L'année a également été riche sur le plan stratégique avec le rachat d'Initiatives Santé par John Libbey Eurotext (JLE) en mai dernier. En décembre 2013, les deux groupes s'étaient partagé le pôle santé de Wolters Kluwer France (WKF), les marques Doin, Arnette et Pradel entrant dans le giron de JLE tandis qu'Initiatives Santé récupérait Lamarre et CDP éditions. Avec cette opération, c'est donc l'ensemble de l'ex-pôle santé de WKF qui est de nouveau réuni, cette fois sous la houlette de JLE. Selon un représentant de JLE, chaque marque conservera son identité propre et aucun bouleversement n'est à prévoir. Chez CDP, spécialisé dans le dentaire, une nouvelle édition du Manuel d'implantologie est ainsi attendue pour octobre tandis que Doin inaugure, en association avec l'université Paris-Diderot, la collection « La personne en médecine », autour de l'éthique médicale et destinée aussi bien aux chercheurs en philosophie, psychologie et sciences sociales en santé qu'aux chercheurs et professionnels de santé.

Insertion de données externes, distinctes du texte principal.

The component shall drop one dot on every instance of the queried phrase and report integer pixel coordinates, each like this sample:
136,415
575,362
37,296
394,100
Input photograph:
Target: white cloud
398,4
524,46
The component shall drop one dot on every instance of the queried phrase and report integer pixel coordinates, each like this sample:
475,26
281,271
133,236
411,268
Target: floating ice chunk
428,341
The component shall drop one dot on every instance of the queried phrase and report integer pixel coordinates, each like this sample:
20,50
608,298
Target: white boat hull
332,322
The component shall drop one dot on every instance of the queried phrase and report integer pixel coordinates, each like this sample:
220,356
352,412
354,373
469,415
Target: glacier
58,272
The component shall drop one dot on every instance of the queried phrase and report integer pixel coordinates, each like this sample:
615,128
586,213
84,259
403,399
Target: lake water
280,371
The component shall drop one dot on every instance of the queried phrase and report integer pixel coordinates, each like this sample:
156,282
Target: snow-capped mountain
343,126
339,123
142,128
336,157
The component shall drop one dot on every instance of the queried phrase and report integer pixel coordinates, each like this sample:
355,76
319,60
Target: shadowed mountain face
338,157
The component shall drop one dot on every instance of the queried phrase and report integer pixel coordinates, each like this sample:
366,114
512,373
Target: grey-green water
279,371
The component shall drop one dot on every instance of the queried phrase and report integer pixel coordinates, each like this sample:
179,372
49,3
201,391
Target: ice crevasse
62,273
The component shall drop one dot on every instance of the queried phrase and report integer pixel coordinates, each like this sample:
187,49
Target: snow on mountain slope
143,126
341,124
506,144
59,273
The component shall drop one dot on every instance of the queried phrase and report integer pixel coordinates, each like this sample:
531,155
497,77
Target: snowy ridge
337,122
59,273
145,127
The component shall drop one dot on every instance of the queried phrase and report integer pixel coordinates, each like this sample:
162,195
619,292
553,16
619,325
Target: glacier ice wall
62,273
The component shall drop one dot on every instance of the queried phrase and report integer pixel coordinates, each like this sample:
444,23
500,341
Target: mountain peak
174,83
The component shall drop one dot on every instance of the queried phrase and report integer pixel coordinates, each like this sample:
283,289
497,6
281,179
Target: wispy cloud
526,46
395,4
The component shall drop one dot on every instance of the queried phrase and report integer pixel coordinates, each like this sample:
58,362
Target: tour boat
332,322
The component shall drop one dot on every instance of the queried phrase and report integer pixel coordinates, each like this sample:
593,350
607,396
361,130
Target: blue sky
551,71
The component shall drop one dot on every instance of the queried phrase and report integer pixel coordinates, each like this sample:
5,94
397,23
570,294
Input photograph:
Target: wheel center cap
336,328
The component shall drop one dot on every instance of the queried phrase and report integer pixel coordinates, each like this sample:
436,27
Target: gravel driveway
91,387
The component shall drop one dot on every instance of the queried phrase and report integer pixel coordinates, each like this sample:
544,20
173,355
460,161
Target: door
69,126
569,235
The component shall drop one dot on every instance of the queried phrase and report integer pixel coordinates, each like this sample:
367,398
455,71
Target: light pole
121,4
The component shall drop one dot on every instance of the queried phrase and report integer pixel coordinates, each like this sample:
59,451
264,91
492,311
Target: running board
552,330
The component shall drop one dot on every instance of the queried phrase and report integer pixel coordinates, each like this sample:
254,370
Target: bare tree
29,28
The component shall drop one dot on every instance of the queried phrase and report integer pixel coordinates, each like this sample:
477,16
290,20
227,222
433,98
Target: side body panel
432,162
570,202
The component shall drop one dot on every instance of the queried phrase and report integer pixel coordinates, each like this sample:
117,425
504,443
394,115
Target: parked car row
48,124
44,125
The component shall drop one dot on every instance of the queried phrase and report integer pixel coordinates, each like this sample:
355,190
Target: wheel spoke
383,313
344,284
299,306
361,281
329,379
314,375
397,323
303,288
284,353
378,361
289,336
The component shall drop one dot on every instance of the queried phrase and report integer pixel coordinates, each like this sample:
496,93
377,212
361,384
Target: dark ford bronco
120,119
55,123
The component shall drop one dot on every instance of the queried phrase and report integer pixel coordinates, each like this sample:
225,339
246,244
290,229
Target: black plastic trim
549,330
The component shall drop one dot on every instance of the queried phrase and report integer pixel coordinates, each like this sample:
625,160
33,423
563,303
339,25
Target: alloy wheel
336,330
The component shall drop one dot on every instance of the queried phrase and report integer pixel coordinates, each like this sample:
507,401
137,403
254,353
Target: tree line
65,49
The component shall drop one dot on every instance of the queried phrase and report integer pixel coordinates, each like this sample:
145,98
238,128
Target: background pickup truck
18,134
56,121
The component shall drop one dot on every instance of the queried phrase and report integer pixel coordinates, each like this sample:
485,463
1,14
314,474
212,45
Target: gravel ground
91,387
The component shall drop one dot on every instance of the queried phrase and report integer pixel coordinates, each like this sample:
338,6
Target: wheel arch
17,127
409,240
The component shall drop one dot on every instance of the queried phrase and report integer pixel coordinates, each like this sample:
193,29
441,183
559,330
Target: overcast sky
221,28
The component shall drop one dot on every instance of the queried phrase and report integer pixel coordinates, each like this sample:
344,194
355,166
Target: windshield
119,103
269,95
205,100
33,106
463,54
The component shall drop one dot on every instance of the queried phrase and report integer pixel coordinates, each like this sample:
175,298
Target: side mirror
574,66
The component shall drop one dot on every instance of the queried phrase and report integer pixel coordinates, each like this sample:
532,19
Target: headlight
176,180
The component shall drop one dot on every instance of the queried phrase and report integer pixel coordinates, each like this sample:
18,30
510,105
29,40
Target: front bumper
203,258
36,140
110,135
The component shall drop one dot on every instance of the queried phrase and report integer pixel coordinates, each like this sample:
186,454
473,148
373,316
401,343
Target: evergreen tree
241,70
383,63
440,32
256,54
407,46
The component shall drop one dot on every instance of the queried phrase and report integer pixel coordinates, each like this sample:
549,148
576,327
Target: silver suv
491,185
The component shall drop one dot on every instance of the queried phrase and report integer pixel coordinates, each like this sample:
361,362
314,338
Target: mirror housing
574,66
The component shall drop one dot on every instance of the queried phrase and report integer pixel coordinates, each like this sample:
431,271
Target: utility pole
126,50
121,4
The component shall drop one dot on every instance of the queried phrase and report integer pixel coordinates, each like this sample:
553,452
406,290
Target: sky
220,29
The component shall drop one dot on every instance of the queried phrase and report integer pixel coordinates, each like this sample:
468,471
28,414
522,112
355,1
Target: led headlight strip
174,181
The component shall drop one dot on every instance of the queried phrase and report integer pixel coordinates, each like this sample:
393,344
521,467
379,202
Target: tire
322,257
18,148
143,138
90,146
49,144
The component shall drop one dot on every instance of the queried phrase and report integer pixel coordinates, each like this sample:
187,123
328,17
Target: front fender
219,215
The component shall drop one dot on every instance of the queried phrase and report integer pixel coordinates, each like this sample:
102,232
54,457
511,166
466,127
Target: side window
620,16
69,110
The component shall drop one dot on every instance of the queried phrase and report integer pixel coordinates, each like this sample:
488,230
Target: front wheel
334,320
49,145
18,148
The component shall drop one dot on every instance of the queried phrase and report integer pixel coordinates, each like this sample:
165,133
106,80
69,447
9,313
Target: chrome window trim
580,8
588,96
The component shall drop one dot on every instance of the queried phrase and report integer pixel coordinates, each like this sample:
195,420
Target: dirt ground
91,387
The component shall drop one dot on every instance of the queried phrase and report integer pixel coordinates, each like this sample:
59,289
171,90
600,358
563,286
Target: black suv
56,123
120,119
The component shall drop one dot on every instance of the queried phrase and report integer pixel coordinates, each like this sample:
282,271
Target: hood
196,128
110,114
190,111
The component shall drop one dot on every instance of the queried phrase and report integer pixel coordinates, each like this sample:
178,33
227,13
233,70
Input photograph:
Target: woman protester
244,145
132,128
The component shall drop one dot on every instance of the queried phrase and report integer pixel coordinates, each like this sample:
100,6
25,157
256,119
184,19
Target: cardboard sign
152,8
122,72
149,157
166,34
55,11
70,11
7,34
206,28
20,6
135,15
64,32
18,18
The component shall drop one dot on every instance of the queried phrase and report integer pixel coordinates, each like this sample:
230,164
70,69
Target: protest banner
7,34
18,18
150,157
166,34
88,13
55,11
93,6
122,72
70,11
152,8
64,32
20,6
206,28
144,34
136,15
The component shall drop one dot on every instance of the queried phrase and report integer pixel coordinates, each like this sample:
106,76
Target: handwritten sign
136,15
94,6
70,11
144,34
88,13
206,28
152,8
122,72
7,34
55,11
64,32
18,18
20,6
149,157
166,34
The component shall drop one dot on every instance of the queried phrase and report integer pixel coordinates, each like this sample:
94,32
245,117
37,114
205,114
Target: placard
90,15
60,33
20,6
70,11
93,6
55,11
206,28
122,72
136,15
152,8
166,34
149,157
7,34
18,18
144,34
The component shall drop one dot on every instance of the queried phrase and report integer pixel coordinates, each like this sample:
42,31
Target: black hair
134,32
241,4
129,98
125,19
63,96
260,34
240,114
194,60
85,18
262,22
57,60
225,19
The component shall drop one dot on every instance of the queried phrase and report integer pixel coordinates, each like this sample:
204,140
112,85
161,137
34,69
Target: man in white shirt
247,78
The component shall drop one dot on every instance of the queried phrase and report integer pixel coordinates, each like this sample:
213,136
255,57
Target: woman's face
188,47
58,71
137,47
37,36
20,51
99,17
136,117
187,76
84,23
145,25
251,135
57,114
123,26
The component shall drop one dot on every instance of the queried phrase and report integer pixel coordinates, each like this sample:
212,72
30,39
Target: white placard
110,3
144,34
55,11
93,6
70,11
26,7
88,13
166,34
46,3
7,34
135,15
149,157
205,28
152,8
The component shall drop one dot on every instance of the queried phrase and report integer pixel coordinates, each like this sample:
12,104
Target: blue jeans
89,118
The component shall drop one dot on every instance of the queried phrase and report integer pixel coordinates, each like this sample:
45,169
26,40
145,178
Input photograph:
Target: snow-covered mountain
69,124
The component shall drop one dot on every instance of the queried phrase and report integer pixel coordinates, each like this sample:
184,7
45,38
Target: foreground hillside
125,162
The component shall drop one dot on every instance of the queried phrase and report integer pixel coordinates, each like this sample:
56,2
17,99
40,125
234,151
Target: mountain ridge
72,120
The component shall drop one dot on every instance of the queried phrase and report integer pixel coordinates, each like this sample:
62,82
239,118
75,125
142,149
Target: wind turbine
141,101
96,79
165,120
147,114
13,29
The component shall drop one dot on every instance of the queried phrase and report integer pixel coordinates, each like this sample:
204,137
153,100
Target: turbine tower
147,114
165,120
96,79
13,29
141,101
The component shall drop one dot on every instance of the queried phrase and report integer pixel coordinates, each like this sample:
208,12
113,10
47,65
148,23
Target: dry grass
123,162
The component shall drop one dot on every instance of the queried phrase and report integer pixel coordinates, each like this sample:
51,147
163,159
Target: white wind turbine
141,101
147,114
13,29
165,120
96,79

Plus incertain a longtemps été le sort de Lavoisier, en grande difficulté économique. Le placement de l'éditeur en procédure de sauvegarde en octobre 2017 s'explique en partie par le positionnement jugé trop « élitiste » de ses ouvrages. Lavoisier, qui réalise environ 40 % de son chiffre d'affaires avec des livres destinés à un public étudiant (20 % en universitaire et 20 % en classes prépas), s'est tiré de ce mauvais pas au prix d'une sévère cure d'amaigrissement - 17 personnes ont été licenciées sur un effectif total de 42 - et de la réduction de sa production. Le 11 juillet, le tribunal de commerce de Paris a validé le plan de sauvegarde présenté par le P-DG, Patrick Fenouil. « Nous avons retrouvé notre pleine et entière autonomie, se réjouit le dirigeant. L'objectif est de réaliser le plan de sauvegarde prévu, à savoir rembourser l'ensemble de nos créanciers, tout en maintenant notre production à un niveau satisfaisant. » La dette de Lavoisier, essentiellement des droits d'auteur, s'élève à environ 500 000 euros. « Nous allons aussi revoir notre stratégie qui était de proposer de très beaux livres. La qualité des contenus restera la même, mais nous publierons des titres plus petits et moins sophistiqués. » Afin de réduire les coûts de revient, les illustrations de plusieurs collections (« Imagerie médicale » et « Traités » en particulier) seront par exemple regroupées dans des cahiers couleur situés en fin d'ouvrage. Les collections « Le livre de l'interne » et « Guide de poche » devraient rester en l'état, l'usage d'illustrations en couleurs étant jugé « impossible à réduire ».